Norconex / importer

Norconex Importer is a Java library and command-line application meant to "parse" and "extract" content out of a file as plain text, whatever its format (HTML, PDF, Word, etc). In addition, it allows you to perform any manipulation on the extracted text before using it in your own service or application.
http://www.norconex.com/collectors/importer/
Apache License 2.0
32 stars 23 forks source link

Question: External application tagger #63

Closed jmrichardson closed 6 years ago

jmrichardson commented 6 years ago

Can you please recommend how to accomplish using an external application to tag documents. I need to be able to tag documents using its content and metadata (document.reference specifically) for things like category, type, entities, etc... I have looked at:

ExternalTransformer: It appears that this takes only the content data (not metadata) and process it while allowing you to tag it in metadata. Is there a way to also pass in metadata to externaltransformer? Also, it appears that when you can match metadata using the output of the command. However, I do not want to update the content with the tags as it is returned. That is, I want to keep the content pristine and only tag the document. It looks like it could work if I was able to pass in metadata and also not change the content when passed back?

ScriptTagger: This looks more promising as the metadata and content are passed to the javascript engine. However, I am not sure if I can execute an external command to process the data?

What would you recommend to be able process the content (not modify) with metadata, and tag the document (multiple tags) using the output of the command?

Thanks for your help

PS. the app is R or python

essiembre commented 6 years ago

The ExternalTransformer can be used as both a pre-parse handler or post-parse handler. If you use it as the first element in a pre-parse handler, you should get the document as-is, without modifications yet. As an example, if you are dealing with an HTML page, the <meta ...> fields will be in the document (not yet extracted). Also, if you create an output file ${OUTPUT}, then the STDOUT can be used for outputting new metadata.

Is your app quite complex? If not, you can probably replicate the logic using existing Importer handlers (avoiding calling an external app).

Are you dealing with text files or binary?

We could make this a feature request to also supply metadata to the external app, but it would only work when using ${INPUT} (passing a file path as an argument). Otherwise, the STDIN will be taken for the content already and we can't really safely merge them (e.g. binary files).

jmrichardson commented 6 years ago

Yes, the application is complex. The external app will be making DB calls, using machine learning to categorize, natural language processing (opennlp) for entity recognition, etc..

The files are primarily word, pdf, txt (no HTML).
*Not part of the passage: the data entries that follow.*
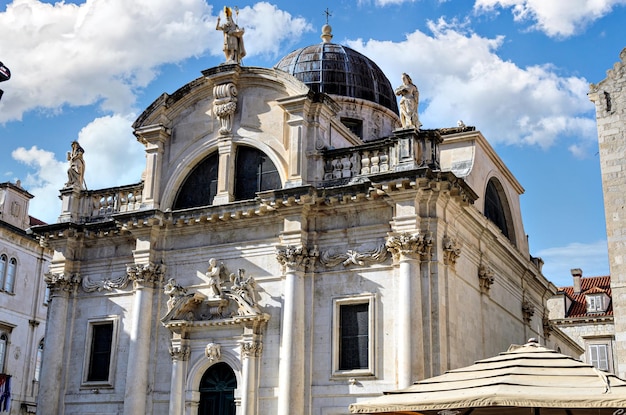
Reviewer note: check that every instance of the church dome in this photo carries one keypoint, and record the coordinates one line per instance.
(338, 70)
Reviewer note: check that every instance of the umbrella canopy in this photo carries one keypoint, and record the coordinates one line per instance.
(528, 379)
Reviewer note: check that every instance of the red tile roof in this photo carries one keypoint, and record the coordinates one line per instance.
(589, 285)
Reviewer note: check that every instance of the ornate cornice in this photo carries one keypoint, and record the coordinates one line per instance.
(411, 245)
(296, 258)
(145, 274)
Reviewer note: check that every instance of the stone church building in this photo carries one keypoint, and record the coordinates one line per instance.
(293, 246)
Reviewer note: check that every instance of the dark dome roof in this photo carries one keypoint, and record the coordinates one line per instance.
(339, 70)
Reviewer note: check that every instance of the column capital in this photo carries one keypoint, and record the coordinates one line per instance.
(296, 258)
(408, 245)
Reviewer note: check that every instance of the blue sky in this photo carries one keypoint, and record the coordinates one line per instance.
(518, 70)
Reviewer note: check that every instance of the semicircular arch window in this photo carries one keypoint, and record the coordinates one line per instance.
(254, 172)
(217, 391)
(497, 208)
(200, 186)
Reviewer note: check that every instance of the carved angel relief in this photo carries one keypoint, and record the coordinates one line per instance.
(232, 295)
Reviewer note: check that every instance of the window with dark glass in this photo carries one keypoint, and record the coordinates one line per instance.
(354, 336)
(217, 391)
(356, 126)
(495, 208)
(254, 172)
(100, 352)
(200, 186)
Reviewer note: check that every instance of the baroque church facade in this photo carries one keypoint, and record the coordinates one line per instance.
(294, 245)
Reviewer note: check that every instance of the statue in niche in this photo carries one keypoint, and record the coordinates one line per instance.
(76, 172)
(243, 287)
(233, 38)
(408, 103)
(175, 292)
(214, 276)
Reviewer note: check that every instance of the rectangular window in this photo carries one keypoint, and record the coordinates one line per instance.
(600, 356)
(99, 355)
(353, 345)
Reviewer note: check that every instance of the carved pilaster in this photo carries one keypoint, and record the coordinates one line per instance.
(180, 352)
(62, 282)
(486, 278)
(225, 105)
(251, 349)
(451, 250)
(528, 310)
(145, 274)
(296, 258)
(412, 245)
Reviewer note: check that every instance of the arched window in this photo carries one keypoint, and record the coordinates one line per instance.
(200, 186)
(38, 358)
(254, 172)
(497, 208)
(4, 342)
(217, 391)
(9, 281)
(3, 269)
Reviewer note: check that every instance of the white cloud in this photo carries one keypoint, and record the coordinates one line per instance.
(113, 157)
(460, 76)
(554, 18)
(558, 261)
(104, 51)
(48, 177)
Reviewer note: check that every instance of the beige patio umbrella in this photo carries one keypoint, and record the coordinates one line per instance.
(528, 379)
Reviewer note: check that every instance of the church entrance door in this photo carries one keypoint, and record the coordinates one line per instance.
(217, 391)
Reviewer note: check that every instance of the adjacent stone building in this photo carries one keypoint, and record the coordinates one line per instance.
(584, 311)
(291, 248)
(23, 302)
(609, 97)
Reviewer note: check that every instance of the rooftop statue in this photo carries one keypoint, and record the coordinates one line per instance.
(408, 103)
(76, 171)
(233, 38)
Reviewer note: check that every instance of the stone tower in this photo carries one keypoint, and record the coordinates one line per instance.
(609, 97)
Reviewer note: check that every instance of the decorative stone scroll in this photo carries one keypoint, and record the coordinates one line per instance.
(107, 284)
(213, 352)
(225, 105)
(62, 281)
(411, 245)
(451, 250)
(486, 278)
(297, 258)
(251, 349)
(145, 273)
(354, 257)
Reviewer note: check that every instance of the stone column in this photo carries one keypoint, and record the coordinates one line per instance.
(406, 249)
(51, 380)
(153, 138)
(250, 353)
(180, 355)
(144, 278)
(291, 367)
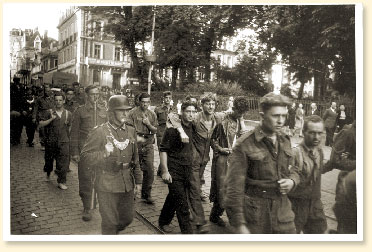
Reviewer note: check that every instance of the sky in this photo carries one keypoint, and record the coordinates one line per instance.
(29, 16)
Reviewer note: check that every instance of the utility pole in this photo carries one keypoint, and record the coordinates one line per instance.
(151, 53)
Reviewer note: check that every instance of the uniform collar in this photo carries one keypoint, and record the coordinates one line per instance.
(115, 127)
(260, 134)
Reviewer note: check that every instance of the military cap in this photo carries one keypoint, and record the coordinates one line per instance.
(272, 99)
(90, 87)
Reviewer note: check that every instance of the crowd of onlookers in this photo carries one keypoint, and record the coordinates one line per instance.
(261, 182)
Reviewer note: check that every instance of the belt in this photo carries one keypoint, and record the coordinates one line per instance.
(146, 136)
(256, 191)
(116, 167)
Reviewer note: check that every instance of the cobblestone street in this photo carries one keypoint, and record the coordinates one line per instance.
(38, 207)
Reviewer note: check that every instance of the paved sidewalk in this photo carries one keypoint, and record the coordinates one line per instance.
(39, 207)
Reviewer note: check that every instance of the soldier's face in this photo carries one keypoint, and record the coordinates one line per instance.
(313, 134)
(69, 95)
(188, 114)
(209, 107)
(145, 103)
(273, 119)
(167, 99)
(120, 116)
(93, 95)
(59, 101)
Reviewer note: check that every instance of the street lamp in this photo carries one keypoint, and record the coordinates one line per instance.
(151, 58)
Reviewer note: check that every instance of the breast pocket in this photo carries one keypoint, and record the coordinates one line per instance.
(86, 121)
(262, 166)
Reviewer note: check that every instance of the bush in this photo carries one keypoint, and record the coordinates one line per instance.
(217, 87)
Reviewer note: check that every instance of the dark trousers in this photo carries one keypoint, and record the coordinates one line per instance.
(146, 159)
(30, 130)
(117, 211)
(42, 136)
(176, 202)
(196, 207)
(329, 136)
(59, 152)
(16, 126)
(269, 216)
(85, 184)
(309, 216)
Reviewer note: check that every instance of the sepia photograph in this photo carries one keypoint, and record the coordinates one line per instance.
(183, 122)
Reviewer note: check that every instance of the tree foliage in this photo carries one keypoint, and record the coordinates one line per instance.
(310, 38)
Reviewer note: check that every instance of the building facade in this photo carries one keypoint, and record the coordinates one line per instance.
(90, 53)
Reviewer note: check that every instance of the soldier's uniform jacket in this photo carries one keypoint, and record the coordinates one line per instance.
(118, 172)
(42, 106)
(82, 124)
(71, 105)
(254, 169)
(135, 119)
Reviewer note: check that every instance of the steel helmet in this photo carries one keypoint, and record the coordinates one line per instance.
(118, 102)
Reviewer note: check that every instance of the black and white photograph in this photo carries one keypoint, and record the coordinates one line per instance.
(154, 122)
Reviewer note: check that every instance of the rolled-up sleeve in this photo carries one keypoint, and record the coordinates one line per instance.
(235, 184)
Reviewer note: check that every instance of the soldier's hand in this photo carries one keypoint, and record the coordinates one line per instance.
(146, 121)
(140, 139)
(184, 137)
(242, 229)
(285, 185)
(109, 147)
(137, 189)
(167, 178)
(76, 158)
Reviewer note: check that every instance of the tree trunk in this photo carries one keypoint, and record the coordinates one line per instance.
(174, 77)
(182, 77)
(301, 91)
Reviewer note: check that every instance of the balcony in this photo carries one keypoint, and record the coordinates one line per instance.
(110, 63)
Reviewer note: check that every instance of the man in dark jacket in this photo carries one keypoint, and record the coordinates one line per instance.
(261, 173)
(306, 197)
(329, 118)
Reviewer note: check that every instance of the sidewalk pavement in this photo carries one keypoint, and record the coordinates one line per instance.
(39, 207)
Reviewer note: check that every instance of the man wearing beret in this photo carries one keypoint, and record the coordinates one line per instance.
(261, 173)
(85, 118)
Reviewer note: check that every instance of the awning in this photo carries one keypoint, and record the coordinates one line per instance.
(59, 78)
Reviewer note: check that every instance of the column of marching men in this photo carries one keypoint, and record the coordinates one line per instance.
(261, 182)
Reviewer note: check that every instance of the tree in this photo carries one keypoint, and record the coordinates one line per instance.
(310, 38)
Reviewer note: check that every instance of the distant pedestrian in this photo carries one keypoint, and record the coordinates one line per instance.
(162, 112)
(299, 119)
(292, 119)
(330, 117)
(230, 104)
(314, 109)
(176, 163)
(261, 173)
(70, 103)
(57, 140)
(306, 197)
(111, 150)
(145, 122)
(223, 140)
(29, 106)
(342, 119)
(43, 105)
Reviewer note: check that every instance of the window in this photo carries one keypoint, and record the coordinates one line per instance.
(116, 81)
(97, 51)
(117, 53)
(95, 76)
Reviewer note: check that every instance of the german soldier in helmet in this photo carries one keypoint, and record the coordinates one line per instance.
(111, 149)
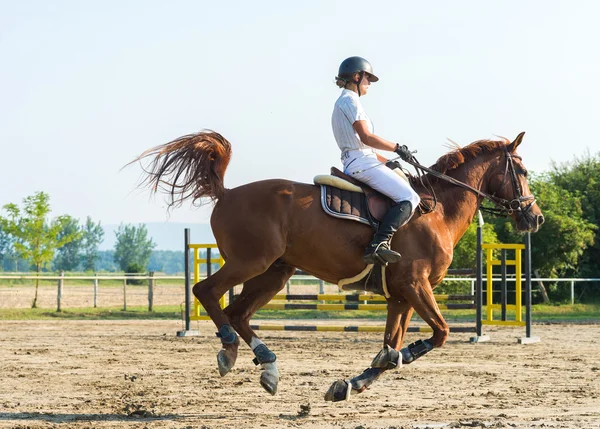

The text content will already need to be extracted for my application to process (post-parse handler) prior to sending to ES.

Do you mean ExternalTransformer as I don't see ExternalTagger in the documentation. I really like the idea of having an external tagger that does not modify the document content, but rather only adds the metadata fields (tags).

Based on your suggestion above, would the ExternalTransformer behave as following (see example below):

<transformer class="com.norconex.importer.handler.transformer.impl.ExternalTransformer">
      <command>/path/app.R ${INPUT}</command>
      <metadata>
          <match field="docnumber" valueGroup="1">DocNo:(\d+)</match>
      </metadata>
  </transformer>

The app.R in the snip above, would receive the full 'document.reference' field or the entire metadata as a string:

/path/app.R 'metadata'

I was also wondering if it is possible that it may be able to do what I want as is:

I have not worked with the ExternalTransformer yet so I hope the above makes sense. Let me know what you think is the best way and happy to open a feature request or provide more detail.

Thanks again!

jmrichardson commented 6 years ago

I tested the ExternalTransformer and realized that the files for ${INPUT} ${OUTPUT} are tmp files of the form:

C:\Users\john\AppData\Local\Temp\input895347324334751575.tmp

This means that option 2 above won't work because the associated "-add.ref" file is not available.

Your suggestion would be great to pass the metadata as an argument via $INPUT. Or, in my use case, just be able to send the document.reference string via $INPUT. The former requires an I/O operation and parsing of the metadata while the latter should be more efficient.

I will open a feature request for this and reference this.

Thank you

jmrichardson commented 6 years ago

One other thing I just noticed is that the ExternalTransformer is expecting the content from either ${OUTPUT} or STDOUT. In my case, I don't want to change the content but rather just create additional metadata (from the content and existing metadata ie document.reference) to be stored in ES. I believe this means that I have to write the identical content to a file which is an unnecessary step . In addition, importer would have to do a read operation to get the content (which hasn't changed). If have 6M+ files to index and worried about the I/O overhead.

I am really hoping you could create an ExternalTagger (similar to ExternalTransfomer) where you could provide the content (STDIN) and metadata (${INPUT}), and then just regex the STDOUT for the new metadata fields.

essiembre commented 6 years ago

I corrected my comment. I meant ExternalTransformer but having an ExternalTagger is a good idea (your new ticket).

I am marking this one as a feature request as well, to be able to get metadata into the external app somehow.

Thanks for your input.

essiembre commented 6 years ago

This feature has been implemented and is part of the latest snapshot release.

The ExternalTransformer now support new command line tokens that will be replaced with appropriate values (file paths, URL, etc) when specified in your command. These new ones are ${INPUT_META}, ${OUTPUT_META}, and ${REFERENCE}.

Have a look at the class documentation and let me know how it works for you.

essiembre commented 6 years ago

The ExternalTagger is now part of the official release (2.8.0).